Four Practical Ways To Help Your Child Became A Reader
1. Phonics- If a kid doesn't know how to read or if she is always struggling with it, I don't see why she would ever be drawn to books. Reading will be more of a painful chore than a joy to that kid. When my oldest daughter was learning to read, she didn't enjoy it. For a long time, I had to bribe her by giving her the choice of bedtime or phonics. She chose phonics every time in order to stay awake longer. But after enough practice in a traditional phonics program, she started reading better and better and after that, she began to really enjoy books. So, this may be obvious, but I think a kid needs to be able to read before they can develop an independent enjoyment of books.
2. Quiet- We don't have cable television and I try and limit my kids' time on the computer and on video games. Therefore, our house stays pretty quiet and it's easy for my kids or I to sit down with a book and stay there without being distracted.
3. Books, books and more books!- If the number of books we owned were limited or if our books were only on one shelf in one out of the way room of our house, my daughter wouldn't read as often as she does. But we have a lot of books and we're always getting more and they're all over our house so my kids are always being reminded of their option to read. In the photo I included with this article, I purchased a stack of used books from the thrift store the night before and they were just sitting on the couch one morning. I hadn't had a chance to put any of them on the bookshelves yet. My daughter woke up, shuffled out of bed, there was no television on to distract her, so she walked into the living room, noticed one of the new books, Down Comes the Rain: A Let's Read and Find Out Book by Franklin Mansfield Branley and just picked it up and started reading. And my daughter kept reading from that stack of "new" books for at least an hour before breakfast.

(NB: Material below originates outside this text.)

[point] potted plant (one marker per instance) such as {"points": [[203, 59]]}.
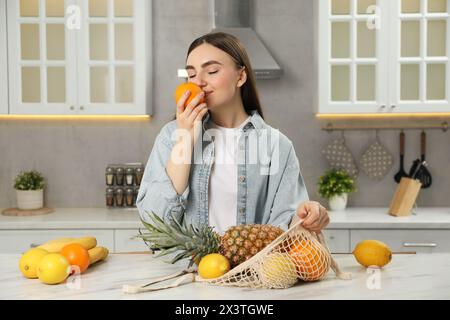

4. No "junk food" books- As a rule, I don't buy books about popular cartoons, movies or television characters. The way I see it, it's like teaching your kids to choose healthy foods by providing whole wheat toast and yogurt for breakfast instead of doughnuts and sugar cereal. I want my kids to develop an "appetite" for the best books that might not sparkle on the outside, but that will truly nourish their souls. My kids are really drawn to Disney princess books and things like that, naturally. My oldest daughter gasps when she sees their covers, so glittery, so pretty. She runs up to me in the bookstore and says, "Look Mom!" and all that. I tell her that she can read as many of those books as she wants while we are in the store. So then she sets to reading with real gusto and this satisfies her and keeps her busy while I comb the shelves for medal winners and other books that are more worthy books of bringing home to keep. I think this policy has actually added to my daughter's reading experience because the characters she meets in books are always totally new and their stories are usually surprising and charming. This has made my daughter more eager to read just about anything, since she has learned she can't judge how much she will enjoy a book by what's on its cover.